Policy or Value ? Loss Function and Playing Strength in AlphaZero
Por um escritor misterioso
Last updated 07 fevereiro 2025
![Policy or Value ? Loss Function and Playing Strength in AlphaZero](https://d3i71xaburhd42.cloudfront.net/b125c8933d0264b9a103cb8fa80f226f8c9c3cdc/5-Figure3-1.png)
Results indicate that, at least for relatively simple games such as 6x6 Othello and Connect Four, optimizing the sum, as AlphaZero does, performs consistently worse than other objectives, in particular by optimizing only the value loss. Recently, AlphaZero has achieved outstanding performance in playing Go, Chess, and Shogi. Players in AlphaZero consist of a combination of Monte Carlo Tree Search and a Deep Q-network, that is trained using self-play. The unified Deep Q-network has a policy-head and a value-head. In AlphaZero, during training, the optimization minimizes the sum of the policy loss and the value loss. However, it is not clear if and under which circumstances other formulations of the objective function are better. Therefore, in this paper, we perform experiments with combinations of these two optimization targets. Self-play is a computationally intensive method. By using small games, we are able to perform multiple test cases. We use a light-weight open source reimplementation of AlphaZero on two different games. We investigate optimizing the two targets independently, and also try different combinations (sum and product). Our results indicate that, at least for relatively simple games such as 6x6 Othello and Connect Four, optimizing the sum, as AlphaZero does, performs consistently worse than other objectives, in particular by optimizing only the value loss. Moreover, we find that care must be taken in computing the playing strength. Tournament Elo ratings differ from training Elo ratings—training Elo ratings, though cheap to compute and frequently reported, can be misleading and may lead to bias. It is currently not clear how these results transfer to more complex games and if there is a phase transition between our setting and the AlphaZero application to Go where the sum is seemingly the better choice.

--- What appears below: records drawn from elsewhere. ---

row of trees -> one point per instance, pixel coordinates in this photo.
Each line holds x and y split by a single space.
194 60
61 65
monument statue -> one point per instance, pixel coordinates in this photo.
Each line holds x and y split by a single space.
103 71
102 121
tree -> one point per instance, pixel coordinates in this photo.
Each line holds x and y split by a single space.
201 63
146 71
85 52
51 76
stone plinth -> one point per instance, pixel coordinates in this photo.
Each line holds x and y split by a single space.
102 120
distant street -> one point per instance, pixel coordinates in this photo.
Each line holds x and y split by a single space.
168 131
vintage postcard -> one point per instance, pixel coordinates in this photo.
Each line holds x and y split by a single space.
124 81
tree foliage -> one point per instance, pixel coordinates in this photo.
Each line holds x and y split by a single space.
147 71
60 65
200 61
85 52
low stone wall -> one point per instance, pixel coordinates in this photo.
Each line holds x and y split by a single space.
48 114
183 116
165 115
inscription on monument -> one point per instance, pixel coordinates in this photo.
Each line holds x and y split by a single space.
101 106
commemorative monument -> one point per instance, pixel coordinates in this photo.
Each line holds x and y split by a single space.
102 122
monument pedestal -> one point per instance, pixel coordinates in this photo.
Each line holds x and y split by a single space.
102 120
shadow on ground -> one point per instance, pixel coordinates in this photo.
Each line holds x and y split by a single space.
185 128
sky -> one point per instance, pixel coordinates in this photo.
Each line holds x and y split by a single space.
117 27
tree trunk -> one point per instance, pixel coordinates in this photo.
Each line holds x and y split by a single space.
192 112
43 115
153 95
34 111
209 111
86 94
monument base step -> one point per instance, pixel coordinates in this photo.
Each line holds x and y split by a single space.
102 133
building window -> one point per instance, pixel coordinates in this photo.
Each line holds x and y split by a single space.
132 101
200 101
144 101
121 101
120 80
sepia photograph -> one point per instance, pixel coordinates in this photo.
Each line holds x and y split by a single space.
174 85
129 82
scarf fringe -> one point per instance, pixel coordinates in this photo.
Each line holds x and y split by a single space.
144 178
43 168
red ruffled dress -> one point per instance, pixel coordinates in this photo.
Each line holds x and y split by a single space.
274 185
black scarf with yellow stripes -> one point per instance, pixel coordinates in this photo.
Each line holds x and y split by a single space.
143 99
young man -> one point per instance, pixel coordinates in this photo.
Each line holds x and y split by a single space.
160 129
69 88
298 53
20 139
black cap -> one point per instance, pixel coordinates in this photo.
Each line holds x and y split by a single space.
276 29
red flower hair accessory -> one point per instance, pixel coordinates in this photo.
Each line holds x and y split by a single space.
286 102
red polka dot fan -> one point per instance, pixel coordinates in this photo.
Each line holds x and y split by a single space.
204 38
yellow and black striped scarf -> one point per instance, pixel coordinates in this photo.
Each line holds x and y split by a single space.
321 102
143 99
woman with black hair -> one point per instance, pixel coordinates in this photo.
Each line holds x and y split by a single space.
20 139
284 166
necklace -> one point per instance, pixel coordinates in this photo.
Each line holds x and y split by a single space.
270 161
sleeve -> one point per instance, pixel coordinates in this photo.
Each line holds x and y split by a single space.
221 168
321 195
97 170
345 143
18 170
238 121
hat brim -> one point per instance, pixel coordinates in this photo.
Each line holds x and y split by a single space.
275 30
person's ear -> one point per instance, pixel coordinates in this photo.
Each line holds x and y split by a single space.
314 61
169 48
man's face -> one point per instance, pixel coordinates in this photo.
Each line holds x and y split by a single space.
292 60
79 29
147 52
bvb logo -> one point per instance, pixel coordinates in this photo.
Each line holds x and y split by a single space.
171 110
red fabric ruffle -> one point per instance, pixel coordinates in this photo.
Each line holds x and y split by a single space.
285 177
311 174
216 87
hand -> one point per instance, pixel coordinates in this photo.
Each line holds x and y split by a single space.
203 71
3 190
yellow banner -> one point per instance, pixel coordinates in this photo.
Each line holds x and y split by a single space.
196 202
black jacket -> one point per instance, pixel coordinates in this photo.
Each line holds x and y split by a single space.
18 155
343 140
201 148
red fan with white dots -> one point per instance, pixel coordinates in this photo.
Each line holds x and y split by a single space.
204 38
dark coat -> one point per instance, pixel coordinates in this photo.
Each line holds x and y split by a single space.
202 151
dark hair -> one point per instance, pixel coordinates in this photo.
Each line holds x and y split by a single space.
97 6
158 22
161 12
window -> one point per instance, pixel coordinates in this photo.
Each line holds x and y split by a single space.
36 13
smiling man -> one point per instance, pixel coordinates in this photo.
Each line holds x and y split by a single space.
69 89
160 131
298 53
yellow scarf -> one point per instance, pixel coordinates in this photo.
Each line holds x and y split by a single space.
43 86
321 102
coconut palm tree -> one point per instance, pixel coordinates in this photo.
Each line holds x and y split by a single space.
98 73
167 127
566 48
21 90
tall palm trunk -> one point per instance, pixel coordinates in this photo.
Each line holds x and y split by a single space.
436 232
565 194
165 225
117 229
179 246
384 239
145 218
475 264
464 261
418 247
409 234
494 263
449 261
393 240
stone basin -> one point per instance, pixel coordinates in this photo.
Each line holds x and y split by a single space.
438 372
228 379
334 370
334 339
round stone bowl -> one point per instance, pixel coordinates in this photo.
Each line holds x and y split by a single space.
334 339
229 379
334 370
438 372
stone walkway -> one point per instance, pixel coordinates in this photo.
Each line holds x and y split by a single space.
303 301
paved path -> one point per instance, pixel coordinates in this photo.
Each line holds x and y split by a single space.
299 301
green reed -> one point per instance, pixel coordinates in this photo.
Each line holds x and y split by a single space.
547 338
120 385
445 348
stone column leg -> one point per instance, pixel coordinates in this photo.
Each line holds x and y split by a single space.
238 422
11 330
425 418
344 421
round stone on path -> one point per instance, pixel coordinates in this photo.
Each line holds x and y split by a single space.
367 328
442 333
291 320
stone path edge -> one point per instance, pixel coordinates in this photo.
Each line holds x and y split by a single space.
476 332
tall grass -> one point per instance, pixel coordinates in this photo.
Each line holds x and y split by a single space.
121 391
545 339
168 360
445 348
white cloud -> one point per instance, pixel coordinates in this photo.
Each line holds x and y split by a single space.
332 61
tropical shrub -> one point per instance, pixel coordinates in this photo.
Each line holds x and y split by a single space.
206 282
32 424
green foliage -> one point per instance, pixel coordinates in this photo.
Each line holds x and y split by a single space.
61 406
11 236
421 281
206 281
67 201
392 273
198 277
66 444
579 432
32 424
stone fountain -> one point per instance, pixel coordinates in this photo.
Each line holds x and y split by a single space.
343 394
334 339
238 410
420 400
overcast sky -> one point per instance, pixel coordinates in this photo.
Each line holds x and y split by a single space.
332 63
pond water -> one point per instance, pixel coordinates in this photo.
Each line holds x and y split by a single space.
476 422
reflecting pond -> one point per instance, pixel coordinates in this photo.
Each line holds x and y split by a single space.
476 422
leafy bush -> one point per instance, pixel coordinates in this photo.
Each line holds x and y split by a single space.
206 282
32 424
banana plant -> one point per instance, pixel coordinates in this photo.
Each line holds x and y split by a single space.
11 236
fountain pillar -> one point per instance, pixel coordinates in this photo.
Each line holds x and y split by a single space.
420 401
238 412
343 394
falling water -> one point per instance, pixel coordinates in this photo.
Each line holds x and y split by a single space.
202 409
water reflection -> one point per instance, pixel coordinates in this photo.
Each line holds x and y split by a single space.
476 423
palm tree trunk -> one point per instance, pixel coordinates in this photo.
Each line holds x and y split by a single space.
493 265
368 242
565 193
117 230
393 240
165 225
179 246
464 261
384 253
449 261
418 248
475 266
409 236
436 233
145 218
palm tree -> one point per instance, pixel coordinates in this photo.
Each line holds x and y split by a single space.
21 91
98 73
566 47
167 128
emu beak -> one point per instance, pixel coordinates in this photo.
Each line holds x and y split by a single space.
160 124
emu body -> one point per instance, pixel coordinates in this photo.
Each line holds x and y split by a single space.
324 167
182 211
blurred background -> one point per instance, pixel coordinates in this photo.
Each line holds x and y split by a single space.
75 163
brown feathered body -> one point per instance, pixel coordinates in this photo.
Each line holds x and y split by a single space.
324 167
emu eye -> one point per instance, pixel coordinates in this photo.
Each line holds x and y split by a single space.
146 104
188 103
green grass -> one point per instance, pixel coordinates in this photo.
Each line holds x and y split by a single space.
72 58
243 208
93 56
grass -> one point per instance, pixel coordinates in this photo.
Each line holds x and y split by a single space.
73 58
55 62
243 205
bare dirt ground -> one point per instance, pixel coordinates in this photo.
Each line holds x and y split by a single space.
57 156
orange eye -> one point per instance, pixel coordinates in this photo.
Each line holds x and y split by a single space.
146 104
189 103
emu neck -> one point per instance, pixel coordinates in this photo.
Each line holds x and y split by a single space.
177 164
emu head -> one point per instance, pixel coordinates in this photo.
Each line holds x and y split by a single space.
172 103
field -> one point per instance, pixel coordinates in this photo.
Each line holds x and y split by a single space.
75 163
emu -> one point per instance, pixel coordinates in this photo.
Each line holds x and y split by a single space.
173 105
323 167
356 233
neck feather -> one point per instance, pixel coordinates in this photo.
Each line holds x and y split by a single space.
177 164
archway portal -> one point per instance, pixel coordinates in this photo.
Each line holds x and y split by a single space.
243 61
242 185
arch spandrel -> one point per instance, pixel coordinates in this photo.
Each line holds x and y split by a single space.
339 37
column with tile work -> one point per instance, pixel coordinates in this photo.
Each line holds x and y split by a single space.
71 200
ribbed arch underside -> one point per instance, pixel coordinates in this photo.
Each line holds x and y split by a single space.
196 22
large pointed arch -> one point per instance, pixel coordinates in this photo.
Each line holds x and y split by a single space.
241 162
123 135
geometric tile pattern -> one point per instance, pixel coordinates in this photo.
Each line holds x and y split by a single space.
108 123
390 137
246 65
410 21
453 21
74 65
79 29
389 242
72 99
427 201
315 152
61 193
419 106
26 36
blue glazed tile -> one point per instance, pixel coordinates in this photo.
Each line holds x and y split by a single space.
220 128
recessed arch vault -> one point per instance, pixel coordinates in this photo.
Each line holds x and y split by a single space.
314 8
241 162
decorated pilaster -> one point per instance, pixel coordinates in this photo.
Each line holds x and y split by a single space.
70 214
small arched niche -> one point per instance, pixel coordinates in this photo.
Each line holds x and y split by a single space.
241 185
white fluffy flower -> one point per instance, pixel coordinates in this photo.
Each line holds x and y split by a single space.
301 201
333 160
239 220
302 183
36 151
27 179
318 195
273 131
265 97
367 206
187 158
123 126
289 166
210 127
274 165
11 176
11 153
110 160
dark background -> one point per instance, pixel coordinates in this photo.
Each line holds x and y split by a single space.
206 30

![Policy or Value ? Loss Function and Playing Strength in AlphaZero](https://content.iospress.com/media/icg/2019/41-2/icg-41-2-icg190108/icg-41-icg190108-g001.jpg)
RankNet for evaluation functions of the game of Go - IOS Press
![Policy or Value ? Loss Function and Playing Strength in AlphaZero](http://tim.hibal.org/blog/wp-content/uploads/2017/11/Selection_280.png)
AlphaGo Zero – How and Why it Works – Tim Wheeler
![Policy or Value ? Loss Function and Playing Strength in AlphaZero](https://www.frontiersin.org/files/Articles/1014561/frai-06-1014561-HTML-r1/image_m/frai-06-1014561-t002.jpg)
Frontiers AlphaZe∗∗: AlphaZero-like baselines for imperfect information games are surprisingly strong
![Policy or Value ? Loss Function and Playing Strength in AlphaZero](http://tim.hibal.org/blog/wp-content/uploads/2017/11/Selection_285.png)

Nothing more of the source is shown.